Cell Medica: Research

Cytovir CMV

CMV~IMPACT Trial

Cytomegalovirus ~ ImmunoProphylactic Adoptive Cellular Therapy Study

Overview

The CMV~IMPACT trial is a phase III randomised study to investigate the use of adoptive cellular therapy (Cytovir CMV) in combination with conventional antiviral drug therapy for the treatment of CMV reactivation episodes in patients following allogeneic haematopoietic stem cell transplant from a seropositive sibling donor.

CMV~IMPACT is designed to meet a target of 95 patients (with a minimum of 70 required), where patients will be assigned to receive Cytovir CMV in combination with standard antiviral treatment and compared to those receiving standard antiviral treatment alone.

The Principal Investigator for this study is Dr Karl Peggs, Senior Lecturer and Consultant in Stem Cell Transplantation and Immunotherapy at UCL Cancer Institute.
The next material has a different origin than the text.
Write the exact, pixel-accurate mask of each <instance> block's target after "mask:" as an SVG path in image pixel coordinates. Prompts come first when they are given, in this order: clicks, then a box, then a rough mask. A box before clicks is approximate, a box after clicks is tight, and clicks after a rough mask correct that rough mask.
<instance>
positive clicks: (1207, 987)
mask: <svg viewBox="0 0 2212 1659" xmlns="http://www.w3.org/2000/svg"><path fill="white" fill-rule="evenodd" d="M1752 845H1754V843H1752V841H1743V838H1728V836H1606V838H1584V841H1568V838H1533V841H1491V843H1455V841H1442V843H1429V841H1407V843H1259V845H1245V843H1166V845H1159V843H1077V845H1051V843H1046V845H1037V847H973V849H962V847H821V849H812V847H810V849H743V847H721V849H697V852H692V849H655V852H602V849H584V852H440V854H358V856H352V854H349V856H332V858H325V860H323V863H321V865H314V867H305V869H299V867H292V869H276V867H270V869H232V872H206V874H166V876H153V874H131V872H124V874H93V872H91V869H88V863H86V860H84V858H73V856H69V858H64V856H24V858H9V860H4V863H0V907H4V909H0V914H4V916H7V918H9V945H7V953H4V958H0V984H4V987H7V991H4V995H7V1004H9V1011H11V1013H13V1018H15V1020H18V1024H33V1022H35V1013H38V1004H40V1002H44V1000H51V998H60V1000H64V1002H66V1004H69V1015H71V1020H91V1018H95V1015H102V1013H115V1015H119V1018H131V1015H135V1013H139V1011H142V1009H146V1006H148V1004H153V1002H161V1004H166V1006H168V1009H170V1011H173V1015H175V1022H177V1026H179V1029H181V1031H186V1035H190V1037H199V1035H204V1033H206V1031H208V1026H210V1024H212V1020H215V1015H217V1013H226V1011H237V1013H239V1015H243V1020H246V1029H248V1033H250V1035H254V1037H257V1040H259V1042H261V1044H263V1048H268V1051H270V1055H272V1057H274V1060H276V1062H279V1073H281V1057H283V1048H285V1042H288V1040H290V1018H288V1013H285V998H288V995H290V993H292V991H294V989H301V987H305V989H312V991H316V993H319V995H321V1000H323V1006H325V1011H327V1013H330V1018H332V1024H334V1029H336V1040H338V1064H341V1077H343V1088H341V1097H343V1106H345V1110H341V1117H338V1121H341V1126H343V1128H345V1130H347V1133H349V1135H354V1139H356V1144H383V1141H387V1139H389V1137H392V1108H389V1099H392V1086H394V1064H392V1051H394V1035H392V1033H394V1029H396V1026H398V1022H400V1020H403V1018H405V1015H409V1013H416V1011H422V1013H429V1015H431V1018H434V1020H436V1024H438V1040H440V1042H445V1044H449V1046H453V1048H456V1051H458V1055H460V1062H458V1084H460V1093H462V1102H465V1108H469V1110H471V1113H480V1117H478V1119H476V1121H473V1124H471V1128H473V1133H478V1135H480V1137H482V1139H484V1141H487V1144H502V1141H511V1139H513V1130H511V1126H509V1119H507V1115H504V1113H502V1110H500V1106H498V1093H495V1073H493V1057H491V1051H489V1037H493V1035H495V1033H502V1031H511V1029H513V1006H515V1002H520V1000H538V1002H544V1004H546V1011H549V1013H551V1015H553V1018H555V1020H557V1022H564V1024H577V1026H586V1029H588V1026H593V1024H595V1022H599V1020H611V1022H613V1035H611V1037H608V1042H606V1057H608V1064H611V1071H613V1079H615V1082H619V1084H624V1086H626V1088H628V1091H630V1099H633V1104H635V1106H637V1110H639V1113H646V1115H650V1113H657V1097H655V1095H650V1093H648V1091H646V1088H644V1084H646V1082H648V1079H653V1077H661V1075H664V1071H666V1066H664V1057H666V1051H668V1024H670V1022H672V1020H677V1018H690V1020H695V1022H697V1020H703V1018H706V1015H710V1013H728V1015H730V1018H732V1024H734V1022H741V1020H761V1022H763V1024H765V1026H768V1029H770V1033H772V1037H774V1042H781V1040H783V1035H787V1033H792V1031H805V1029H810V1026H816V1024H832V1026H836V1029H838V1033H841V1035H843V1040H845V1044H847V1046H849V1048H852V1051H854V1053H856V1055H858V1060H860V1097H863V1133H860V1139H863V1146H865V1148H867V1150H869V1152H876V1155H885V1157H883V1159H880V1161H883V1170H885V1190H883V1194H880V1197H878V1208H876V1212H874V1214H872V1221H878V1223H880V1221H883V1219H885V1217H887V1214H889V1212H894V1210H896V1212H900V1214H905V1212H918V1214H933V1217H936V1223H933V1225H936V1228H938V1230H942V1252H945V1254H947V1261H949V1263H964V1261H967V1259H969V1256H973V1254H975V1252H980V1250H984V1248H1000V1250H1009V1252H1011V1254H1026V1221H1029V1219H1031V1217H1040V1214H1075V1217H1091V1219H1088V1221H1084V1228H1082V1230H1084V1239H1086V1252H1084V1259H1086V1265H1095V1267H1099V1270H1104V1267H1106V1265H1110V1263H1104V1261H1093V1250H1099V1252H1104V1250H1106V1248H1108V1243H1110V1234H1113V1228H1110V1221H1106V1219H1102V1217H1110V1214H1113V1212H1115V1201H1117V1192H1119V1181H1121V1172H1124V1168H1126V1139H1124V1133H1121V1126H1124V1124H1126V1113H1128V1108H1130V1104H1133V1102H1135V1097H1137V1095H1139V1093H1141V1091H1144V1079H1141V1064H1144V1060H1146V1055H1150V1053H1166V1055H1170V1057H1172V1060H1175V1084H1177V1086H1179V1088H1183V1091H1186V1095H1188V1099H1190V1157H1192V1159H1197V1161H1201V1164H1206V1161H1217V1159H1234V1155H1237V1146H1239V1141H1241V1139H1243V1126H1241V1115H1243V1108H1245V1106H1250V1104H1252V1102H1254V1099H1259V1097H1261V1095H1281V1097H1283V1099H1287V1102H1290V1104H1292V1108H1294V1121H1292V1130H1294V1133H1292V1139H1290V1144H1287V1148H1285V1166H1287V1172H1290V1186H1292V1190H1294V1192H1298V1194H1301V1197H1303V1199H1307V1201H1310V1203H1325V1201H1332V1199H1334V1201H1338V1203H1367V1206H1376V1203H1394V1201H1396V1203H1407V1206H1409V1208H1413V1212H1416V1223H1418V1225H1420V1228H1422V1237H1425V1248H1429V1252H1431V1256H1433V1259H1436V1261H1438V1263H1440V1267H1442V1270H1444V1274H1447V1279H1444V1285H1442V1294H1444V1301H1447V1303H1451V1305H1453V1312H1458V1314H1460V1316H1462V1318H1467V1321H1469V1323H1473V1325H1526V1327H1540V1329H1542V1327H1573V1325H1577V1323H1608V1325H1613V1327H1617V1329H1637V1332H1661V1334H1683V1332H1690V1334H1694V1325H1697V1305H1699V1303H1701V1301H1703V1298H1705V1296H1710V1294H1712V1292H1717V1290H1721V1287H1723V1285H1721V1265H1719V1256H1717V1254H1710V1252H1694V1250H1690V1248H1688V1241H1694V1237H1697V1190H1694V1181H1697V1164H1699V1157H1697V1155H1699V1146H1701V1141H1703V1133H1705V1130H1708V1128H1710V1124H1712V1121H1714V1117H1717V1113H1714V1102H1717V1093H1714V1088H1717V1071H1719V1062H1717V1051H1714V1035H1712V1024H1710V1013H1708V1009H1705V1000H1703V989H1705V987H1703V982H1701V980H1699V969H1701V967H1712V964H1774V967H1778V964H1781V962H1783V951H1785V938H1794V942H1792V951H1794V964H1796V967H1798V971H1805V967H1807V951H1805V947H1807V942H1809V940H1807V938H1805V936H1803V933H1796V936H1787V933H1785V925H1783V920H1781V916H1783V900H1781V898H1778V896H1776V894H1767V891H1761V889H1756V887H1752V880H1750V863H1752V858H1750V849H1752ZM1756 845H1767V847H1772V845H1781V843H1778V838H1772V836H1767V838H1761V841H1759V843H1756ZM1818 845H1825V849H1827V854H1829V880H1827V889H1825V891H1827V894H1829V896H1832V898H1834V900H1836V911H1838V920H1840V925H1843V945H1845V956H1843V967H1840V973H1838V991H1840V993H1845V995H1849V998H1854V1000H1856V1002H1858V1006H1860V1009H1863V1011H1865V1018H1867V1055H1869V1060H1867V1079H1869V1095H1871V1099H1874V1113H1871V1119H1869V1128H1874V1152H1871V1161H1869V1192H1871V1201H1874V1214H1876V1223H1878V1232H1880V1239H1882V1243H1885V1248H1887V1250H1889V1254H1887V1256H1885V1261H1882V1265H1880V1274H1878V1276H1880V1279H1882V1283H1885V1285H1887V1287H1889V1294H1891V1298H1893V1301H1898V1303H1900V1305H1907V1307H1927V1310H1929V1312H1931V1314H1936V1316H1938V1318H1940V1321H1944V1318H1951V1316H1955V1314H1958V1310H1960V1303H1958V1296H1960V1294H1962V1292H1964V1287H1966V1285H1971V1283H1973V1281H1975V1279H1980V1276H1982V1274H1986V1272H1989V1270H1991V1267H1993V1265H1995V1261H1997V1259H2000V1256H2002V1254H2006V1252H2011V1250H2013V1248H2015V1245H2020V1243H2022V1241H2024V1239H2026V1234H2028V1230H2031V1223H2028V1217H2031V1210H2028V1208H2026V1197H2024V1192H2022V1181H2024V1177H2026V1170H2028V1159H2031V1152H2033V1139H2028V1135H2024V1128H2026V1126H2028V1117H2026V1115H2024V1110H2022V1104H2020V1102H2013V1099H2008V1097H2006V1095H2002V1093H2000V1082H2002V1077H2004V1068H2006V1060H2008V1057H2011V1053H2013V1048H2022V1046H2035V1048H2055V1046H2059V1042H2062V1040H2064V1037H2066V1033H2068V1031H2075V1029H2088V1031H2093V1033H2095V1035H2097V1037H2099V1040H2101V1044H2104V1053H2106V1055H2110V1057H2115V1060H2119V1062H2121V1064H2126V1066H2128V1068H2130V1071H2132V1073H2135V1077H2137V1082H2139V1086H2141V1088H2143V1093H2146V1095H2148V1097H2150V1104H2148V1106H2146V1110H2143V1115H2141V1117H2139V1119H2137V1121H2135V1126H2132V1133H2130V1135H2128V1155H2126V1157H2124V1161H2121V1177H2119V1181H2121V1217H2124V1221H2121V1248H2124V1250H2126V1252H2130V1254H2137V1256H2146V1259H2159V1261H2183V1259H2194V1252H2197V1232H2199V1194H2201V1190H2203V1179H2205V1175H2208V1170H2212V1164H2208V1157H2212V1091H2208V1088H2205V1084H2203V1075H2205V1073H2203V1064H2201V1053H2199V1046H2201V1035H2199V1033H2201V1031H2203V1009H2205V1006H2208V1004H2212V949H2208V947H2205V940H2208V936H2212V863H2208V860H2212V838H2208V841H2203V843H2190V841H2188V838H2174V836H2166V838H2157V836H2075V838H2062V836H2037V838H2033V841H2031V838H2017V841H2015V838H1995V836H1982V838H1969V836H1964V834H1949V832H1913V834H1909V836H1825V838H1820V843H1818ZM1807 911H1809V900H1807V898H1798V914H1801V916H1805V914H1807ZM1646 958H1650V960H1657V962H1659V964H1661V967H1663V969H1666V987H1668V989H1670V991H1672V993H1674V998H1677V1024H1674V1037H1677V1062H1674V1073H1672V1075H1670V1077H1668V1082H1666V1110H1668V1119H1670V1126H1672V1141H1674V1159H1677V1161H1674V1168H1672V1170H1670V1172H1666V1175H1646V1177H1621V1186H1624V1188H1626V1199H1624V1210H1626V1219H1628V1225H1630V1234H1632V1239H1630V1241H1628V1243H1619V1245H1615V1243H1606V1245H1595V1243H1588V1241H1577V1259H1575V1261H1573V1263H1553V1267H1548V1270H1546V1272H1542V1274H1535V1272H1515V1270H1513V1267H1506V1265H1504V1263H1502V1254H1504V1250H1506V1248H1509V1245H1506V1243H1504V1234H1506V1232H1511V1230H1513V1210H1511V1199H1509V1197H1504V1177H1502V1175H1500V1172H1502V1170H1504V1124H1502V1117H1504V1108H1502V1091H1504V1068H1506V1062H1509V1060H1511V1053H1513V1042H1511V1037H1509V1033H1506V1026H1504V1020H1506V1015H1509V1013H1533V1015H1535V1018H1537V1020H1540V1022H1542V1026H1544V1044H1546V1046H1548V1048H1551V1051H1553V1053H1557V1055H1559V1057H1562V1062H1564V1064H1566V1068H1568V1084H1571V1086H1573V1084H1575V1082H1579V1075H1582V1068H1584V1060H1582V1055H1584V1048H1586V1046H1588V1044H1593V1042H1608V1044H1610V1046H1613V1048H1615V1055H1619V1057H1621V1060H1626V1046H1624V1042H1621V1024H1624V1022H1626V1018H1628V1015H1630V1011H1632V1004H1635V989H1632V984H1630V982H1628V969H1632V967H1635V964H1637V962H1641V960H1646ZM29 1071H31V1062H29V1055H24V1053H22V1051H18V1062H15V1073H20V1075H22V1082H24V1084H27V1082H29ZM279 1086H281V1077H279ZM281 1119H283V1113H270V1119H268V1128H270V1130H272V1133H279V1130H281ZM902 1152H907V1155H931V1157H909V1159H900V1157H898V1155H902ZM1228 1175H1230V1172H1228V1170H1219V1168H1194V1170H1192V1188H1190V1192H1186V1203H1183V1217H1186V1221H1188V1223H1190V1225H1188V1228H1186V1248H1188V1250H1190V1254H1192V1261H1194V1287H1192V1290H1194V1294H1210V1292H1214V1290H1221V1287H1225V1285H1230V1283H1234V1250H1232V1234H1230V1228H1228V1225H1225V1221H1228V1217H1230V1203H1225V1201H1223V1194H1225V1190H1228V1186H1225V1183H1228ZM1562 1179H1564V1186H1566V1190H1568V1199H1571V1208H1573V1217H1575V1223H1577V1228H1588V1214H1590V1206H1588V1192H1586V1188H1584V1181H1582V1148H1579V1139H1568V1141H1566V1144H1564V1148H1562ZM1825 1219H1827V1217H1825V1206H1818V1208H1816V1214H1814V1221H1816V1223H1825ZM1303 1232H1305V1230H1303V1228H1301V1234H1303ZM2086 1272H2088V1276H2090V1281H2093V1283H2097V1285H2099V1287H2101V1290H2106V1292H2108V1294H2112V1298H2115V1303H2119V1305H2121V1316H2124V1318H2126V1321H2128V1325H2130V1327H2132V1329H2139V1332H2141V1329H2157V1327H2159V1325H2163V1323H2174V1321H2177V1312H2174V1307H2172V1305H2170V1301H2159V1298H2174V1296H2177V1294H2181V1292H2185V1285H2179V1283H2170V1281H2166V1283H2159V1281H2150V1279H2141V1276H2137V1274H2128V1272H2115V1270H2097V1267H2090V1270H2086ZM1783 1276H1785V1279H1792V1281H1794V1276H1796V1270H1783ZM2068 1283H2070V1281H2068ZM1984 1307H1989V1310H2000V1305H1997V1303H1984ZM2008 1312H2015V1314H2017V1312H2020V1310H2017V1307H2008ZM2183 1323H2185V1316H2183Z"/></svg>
The study is due for completion by mid 2013.

View CMV~IMPACT on ClinicalTrials.gov

The study is funded through a Translation Award by the Wellcome Trust.

Centres

The study is recruiting at 14 centres across the UK.

  • Addenbrookes Hosp., Cambridge
  • The Beatson West of Scotland Cancer Centre, Glasgow
  • Birmingham Heartlands Hosp.
  • Bristol Children’s Hosp.
  • The Christie, Manchester
  • King’s College Hosp., London
  • Manchester Royal Infirmary
  • Nottingham University Hosp.
  • Queen Elizabeth Hosp., Birmingham
  • The Royal Free Hosp., London
  • The Royal Hosp. Liverpool
  • Southampton General Hosp.
  • St James’s University Hosp., Leeds
  • University College London Hosp.

More detail

Direct selection techniques are used whereby CMV-specific T cells are isolated from a CMV seropositive sibling donor sample and infused into a CMV seropositive recipient, in order to prevent CMV infection during the immuno-compromised period post transplant.

Eligible patients are pre-conditioned with Campath as part of their allo-HSCT procedure. The primary endpoints of the study investigate the number of patients experiencing a recurrent episode of CMV reactivation after primary reactivation.

Patients recruited to the study undergo transplant and are followed up according to standard practice. The original stem cell sibling donor then attends for a second study-dedicated specific apheresis, from which CMV-specific T cell selection is carried out to produce the CMV product, Cytovir CMV. Cytovir CMV is administered on a prophylactic basis at day 27 post transplant, after which patients are followed up according to standard practice.

The primary objective for the study is the number of patients experiencing a recurrent episode of CMV reactivation after primary reactivation.

Further endpoints include: incidence and severity of GVHD; duration of antiviral drug therapy (total days) and of viraemia (total days); incidence of CMV disease; laboratory evidence of reconstitution and persistence of CMV-specific immunity.